Hypothesis 1: The "Optimal Filling" Hypothesis (Fractal Dimension)

Expected Outcomes Under \(H_{10}\) (Null)

If the null hypothesis is correct---that there is no difference in fractal dimension across forest types---we predict:

  • Fractal Dimension: Invariant across all groups at \(D = 2.3 \pm 0.2\)
  • ANOVA: \(F\)-statistic with \(p > 0.05\)
  • No systematic trend with forest age or disturbance history

Expected Outcomes Under \(H_{1a}\) (Alternative)

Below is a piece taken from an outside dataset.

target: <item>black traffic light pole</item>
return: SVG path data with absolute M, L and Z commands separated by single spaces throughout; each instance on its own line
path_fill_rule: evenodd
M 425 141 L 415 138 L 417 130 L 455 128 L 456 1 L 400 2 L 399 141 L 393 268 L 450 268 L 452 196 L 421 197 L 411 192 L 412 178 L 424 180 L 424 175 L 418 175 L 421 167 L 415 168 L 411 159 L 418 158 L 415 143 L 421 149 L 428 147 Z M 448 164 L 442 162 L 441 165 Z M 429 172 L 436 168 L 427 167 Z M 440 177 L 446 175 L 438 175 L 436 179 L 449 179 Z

If the alternative hypothesis is correct---that old-growth forests exhibit higher fractal dimensions due to optimal space packing---we predict:

Group A (Old Growth):

  • \(D_{\text{surf}} = 2.6\)--\(2.8\)
  • Multi-layered canopy structure
  • Maximum "surface area" for photosynthesis

Group B (Late-Successional with Disturbance):

  • \(D_{\text{surf}} = 2.3\)--\(2.5\)
  • Developing heterogeneity
  • Recovering toward optimal packing

Group C (Monoculture Plantation):

  • \(D_{\text{surf}} = 2.1\)--\(2.3\)
  • Near-uniform canopy ("flat sheet")
  • Poor space utilization

Predicted Measurement Ranges

Group Forest Type \(D_{\text{surf}}\) (\(H_0\)) \(D_{\text{surf}}\) (\(H_A\))
A Old Growth (>200 yr) \(2.3 \pm 0.2\) \(2.70 \pm 0.10\)
B Late-Successional \(2.3 \pm 0.2\) \(2.40 \pm 0.12\)
C Plantation (20-50 yr) \(2.3 \pm 0.2\) \(2.15 \pm 0.10\)

Hypothesis 2: The "Scale Invariance" Hypothesis (Lacunarity)

Expected Outcomes Under \(H_{20}\) (Null)

If the null hypothesis is correct---that Lacunarity curves do not differentiate forest types---we predict:

  • No significant difference in \(R^2\) of linear fit on log-log axes
  • Similar "kink" patterns across all forest types
  • Deviations from linearity random rather than systematic

Expected Outcomes Under \(H_{2a}\) (Alternative)

If the alternative hypothesis is correct---that old-growth exhibits scale invariance while disturbed forests show spectral kinks---we predict:

Group A (Old Growth):

  • \(\Lambda(r)\) follows strict power-law decay
  • \(R^2 > 0.95\) for linear regression on log-log plot
  • No characteristic gap scale dominates

Group B (Late-Successional with Disturbance):

  • \(\Lambda(r)\) exhibits "spectral kinks" at specific scales
  • \(R^2 = 0.7\)--\(0.9\) due to deviations
  • Kink position corresponds to disturbance scale (e.g., logging road width, windthrow radius)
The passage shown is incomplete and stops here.